First the angels, as you have a 55g you can do it properly and get 5 or 6. They will be much more settled in this size group, as noted in our profile [click on the name, Pterophyllum scalare]. Otherwise, you may well have serious squabbling; the dominant fish of the 3 can easily hound one or both of the others to death.

Black skirt tetra [common name is Black Widow Tetra in our profiles] are not the best tankmates for angels. This tetra frequently becomes a fin nipper, and the flowing fins of the angels would be too great a temptation. A better choice would be one of the Rosy Tetra clade [several species in the genus Hyphessobrycon, check our profiles]. Not only are they far less likely to be "naughty," but they add some lovely reddish colouration to the tank.

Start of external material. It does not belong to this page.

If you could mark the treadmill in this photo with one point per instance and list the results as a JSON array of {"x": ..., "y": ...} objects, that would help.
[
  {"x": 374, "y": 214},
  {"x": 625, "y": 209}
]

And as you have the space, even with 5-6 angels, I would increase the group from 6 to 8 or 9. Here again, the more fish in the group the less likelihood of trouble.

Byron.

Byron Hosking, BMus, MA
Vancouver, BC, Canada

The aquarist is one who must learn the ways of the biologist, the chemist, and the veterinarian. [unknown source]

Something we all need to remember: The fish you've acquired was quite happy not being owned by you, minding its own business. If youíre going to take it under your wing then youíre responsible for it. Every aspect of its life is under your control, from water quality and temperature to swimming space. [Nathan Hill in PFK]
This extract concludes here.